En marzo de 1781 el astrónomo inglés William Herschel descubrió el planeta Urano con un telescopio que él mismo diseñó y construyó. Al principio pensó que se trataba de un cometa, pero luego de repetidas observaciones se dio cuenta de que el objeto se movía muy lento para ser cometa y concluyó que era un planeta. Este hallazgo le valió a Herschel mucha fama y algo de fortuna en forma de una pensión anual de la corona británica para continuar sus investigaciones.

Urano fue el primer planeta que tuvo un descubridor, porque los primeros cinco pueden distinguirse a simple vista y ya eran conocidos desde la Antigüedad. No es de extrañarse entonces el revuelo que causó Urano. Más todavía, tras observar su movimiento en la esfera celeste varios astrónomos dedujeron que tenía que haber otro planeta que por la fuerza de gravedad influía en la trayectoria de Urano.

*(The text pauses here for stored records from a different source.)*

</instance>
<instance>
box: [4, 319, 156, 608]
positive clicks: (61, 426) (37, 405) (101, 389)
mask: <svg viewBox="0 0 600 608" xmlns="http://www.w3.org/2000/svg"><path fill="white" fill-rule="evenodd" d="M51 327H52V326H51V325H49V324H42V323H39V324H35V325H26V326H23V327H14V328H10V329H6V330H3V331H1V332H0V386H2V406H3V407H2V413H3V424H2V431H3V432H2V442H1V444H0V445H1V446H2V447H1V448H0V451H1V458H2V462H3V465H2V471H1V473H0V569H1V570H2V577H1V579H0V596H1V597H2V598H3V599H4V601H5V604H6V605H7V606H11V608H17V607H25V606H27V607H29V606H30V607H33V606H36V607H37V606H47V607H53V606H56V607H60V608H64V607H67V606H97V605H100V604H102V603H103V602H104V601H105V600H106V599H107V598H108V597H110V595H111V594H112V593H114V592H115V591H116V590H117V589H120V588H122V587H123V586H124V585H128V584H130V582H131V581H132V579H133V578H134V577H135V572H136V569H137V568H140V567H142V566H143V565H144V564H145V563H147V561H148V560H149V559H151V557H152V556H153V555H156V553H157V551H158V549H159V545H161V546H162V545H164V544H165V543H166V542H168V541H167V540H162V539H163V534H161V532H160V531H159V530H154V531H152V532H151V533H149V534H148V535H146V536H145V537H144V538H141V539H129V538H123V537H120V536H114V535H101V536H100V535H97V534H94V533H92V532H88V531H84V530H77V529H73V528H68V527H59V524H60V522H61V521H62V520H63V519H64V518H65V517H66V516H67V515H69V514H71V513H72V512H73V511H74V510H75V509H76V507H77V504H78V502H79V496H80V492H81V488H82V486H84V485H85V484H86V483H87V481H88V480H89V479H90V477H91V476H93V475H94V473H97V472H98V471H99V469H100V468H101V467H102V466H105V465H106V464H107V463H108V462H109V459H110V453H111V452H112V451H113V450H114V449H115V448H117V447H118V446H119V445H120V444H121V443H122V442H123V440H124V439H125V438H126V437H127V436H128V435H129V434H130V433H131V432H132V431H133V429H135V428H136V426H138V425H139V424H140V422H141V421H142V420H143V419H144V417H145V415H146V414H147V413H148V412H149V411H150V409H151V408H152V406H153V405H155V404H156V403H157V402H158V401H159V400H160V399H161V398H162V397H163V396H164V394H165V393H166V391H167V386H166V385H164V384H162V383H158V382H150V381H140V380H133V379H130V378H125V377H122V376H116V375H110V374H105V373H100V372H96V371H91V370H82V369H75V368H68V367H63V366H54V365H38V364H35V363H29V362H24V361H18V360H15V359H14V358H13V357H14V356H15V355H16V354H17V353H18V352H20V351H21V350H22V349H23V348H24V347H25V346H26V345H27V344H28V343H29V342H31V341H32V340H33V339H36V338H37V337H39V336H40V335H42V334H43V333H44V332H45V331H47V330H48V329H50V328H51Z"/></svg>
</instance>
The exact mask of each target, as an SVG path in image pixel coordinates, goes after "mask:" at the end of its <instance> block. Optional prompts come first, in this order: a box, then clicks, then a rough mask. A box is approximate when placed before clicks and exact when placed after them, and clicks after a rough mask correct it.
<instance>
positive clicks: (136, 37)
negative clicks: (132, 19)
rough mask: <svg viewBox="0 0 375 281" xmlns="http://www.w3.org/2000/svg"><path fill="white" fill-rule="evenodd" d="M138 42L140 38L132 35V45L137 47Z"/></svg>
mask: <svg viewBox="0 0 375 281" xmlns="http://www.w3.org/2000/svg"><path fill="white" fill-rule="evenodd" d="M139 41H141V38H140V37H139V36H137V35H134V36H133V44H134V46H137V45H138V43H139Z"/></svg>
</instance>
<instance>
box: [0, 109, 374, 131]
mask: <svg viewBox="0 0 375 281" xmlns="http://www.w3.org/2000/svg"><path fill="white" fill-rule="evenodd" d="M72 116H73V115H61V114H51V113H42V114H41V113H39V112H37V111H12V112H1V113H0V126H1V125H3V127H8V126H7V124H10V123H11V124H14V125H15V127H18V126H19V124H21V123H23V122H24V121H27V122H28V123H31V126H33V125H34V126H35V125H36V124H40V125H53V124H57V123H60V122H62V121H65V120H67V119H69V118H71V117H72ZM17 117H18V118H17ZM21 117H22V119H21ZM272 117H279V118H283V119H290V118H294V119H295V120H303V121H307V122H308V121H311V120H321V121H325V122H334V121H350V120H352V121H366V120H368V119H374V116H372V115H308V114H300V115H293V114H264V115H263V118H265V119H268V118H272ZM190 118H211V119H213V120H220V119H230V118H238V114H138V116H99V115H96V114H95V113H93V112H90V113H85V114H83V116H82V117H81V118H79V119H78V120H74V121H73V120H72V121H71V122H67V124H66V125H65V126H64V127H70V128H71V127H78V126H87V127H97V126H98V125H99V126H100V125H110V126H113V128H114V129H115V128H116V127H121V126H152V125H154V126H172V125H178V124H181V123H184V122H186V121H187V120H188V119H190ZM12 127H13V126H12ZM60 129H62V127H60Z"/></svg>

Los cálculos de la posible ubicación de ese planeta realizados por dos astrónomos, Urbain Le Verrier, francés, y John Couch Adams, británico, permitieron encontrarlo en 1846 y también dieron paso a un conflicto diplomático. Le Verrier y Adams habían trabajado cada uno por su cuenta y reclamaron la paternidad del descubrimiento. La sabia intervención de la comunidad astronómica llevó a que ambos fueran considerados los descubridores de Neptuno.

La historia del hallazgo de Plutón en 1930 es muy curiosa. Recordemos primero que Plutón ya no está clasificado como planeta sino como “planeta enano” junto con Ceres, Eris, Haumea y Makemake; todos más pequeños que la Luna. Pero esto ocurrió hasta el año 2006; Plutón fue durante siete décadas el orgulloso noveno planeta del Sistema Solar. Lo descubrió el estadounidense Clyde Tombaugh, cuando trabajaba en el Observatorio Lowell, en Flagstaff, Arizona. Tombaugh tenía apenas 22 años y andaba en busca del “Planeta X”, cuya existencia predijeron los estadounidenses William Pickering y Percival Lowell, fundador de ese observatorio, para explicar ciertas irregularidades en los movimientos de Urano y Neptuno. Lo curioso es que tiempo después del descubrimiento de Plutón se encontró que la masa de éste era demasiado pequeña para causar tales irregularidades. Tombaugh lo había descubierto por casualidad. Se pensó entonces en la posibilidad de un décimo planeta, idea que se dejó de lado cuando cálculos más precisos de la masa de Neptuno resultaron suficientes para explicar las irregularidades mencionadas.

Ahora hay indicios que apuntan a la existencia de un noveno planeta, lugar que antes ocupaba Plutón, pero situado mucho más lejos del Sol. En el artículo de portada Daniel Martín Reina narra cómo y por qué ha resurgido la idea de un planeta X, que no todos los astrónomos apoyan. Con el tiempo, y el uso de telescopios que ven cada vez mejor y más lejos, conoceremos la respuesta, que en cualquier caso nos dará información muy valiosa sobre la historia de nuestro vecindario en la Vía Láctea. Pero creo que a muchos nos gustaría volver a tener nueve planetas en el Sistema Solar. Y a sus descubridores, de haberlos, el honor de pasar a la historia.